VIOLENCE would breed violence,” warns Sen. Leila de Lima, who recently called for a Senate inquiry into the summary killings of alleged drug pushers and pushers.

There is no official count of the death toll in the war against drugs, pointed out the former justice secretary and former chair of the Commission on Human Rights.

According to the Philippine Daily Inquirer Group’s “Kill List” (, the body count, as of noon of July 7, stood at 72 killed since June 30: 43 shot while “resisting” during police operations, and 29 whose bodies were found after their vigilante-style executions.

The Kill List begins on June 30, when President Rodrigo Duterte assumed office. An average of 10 was killed every day during the first week of the Duterte administration (June 30-July 7). If the Kill List went back as early as May 9, Election Day, the tally would stand at 119 drug-related killings.

Good riddance

During a recent christening party, guests partaking of a hearty feast found nothing disconcerting about the lunch topic: the killing of a “police drug pusher” whose body was found, with a placard bearing this label, in Bulacan.

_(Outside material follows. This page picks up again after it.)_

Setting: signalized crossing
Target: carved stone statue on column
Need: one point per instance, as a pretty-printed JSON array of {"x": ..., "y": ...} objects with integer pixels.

Gory news photos of the executed have returned to newspaper front pages, along with headlines and reports dripping with details about the drug-related killings. The difference between contemporary news coverage and that of the 1970s-1980s of the Marcos years is that the former has not stirred any uproar from the public.

What’s striking now is that those who denounce the drug-related killings for violating human rights and the rule of law have been denounced in turn for their “twisted perceptions.” As a grandmother pointed out to her family, vigilantism is now “just” because it is directed against “the rotten” and shields the “innocent.”

Duterte’s landslide victory came after a promise to wipe out crime in “three to six months.” For many citizens, frustrated by the pervasiveness of crime and the ineptness of authorities to uphold peace and order, there is vindication in the daily spectacles of criminals surrendering or ending up as bodies and crime statistics.


For others, the summary killings are “too contrived” and “the madness must stop.” According to Edre Olalia, secretary-general of the National Union of People’s Lawyers (NUPL), “quick fix savagery and abuse of powers by law enforcers supposedly to quell criminality and drugs… is a Frankenstein that will haunt us over time.”

Sen. De Lima has urged a Senate inquiry that will “institutionalize the current operational procedures” of law enforcement bodies to uphold human rights even in the fight against crime. De Lima warns that vigilantism will turn the country into a “killing fields” and a “really messy society.”

For the Center for Media Freedom and Responsibility (CMFR), the creeping return of the culture of death also resurrects the specter of public apathy to the abuse of power and impunity. In its report, “Censorship by the Gun,” the media advocacy group corrected the misperception that the media workers were killed because they were corrupt.

President Duterte added to this misperception when he warned journalists that, “You won’t be killed if you did nothing wrong.” In its monitoring, the CMFR established that only eight cases of the 84 media workers killed since 2000 were “alleged to have been involved in corrupt practices, such as bribe-taking.”

Fifty-one of the 152 journalists killed since 1986 were exposing graft and corruption in their work. Forty-four “covered local politics and elections” (which includes the 32 media workers killed in the 2009 Ampatuan Massacre); 29 “reported on criminality;” 19 “tracked war and insurgency;” and eight “campaigned for the environment,” reported the CMFR.

Never right

The Catholic Bishops Conference of the Philippines (CBCP) called out for a Church committed “to stand up for the moral right and resist the moral wrong.”

A similar call was made by martial law survivor and artist Roy Lumagbas, after his performance before fellow artists, students and teachers at the University of the Philippines Cebu on June 30. Lumagbas, dressed in a checkered polo similar to the one worn by Duterte during his campaign sorties, alternated between brushing his teeth and issuing “kill orders” through a megaphone.

In an essay written to answer questions if his performance was alluding to the President’s war against crime, Lumagbas wrote, “The performance was (also) about the rest of us… Us, who know fully well that the genie once released is forever out there, getting worse by the day. Not better. It might become normal. The new normal… But better? Never.”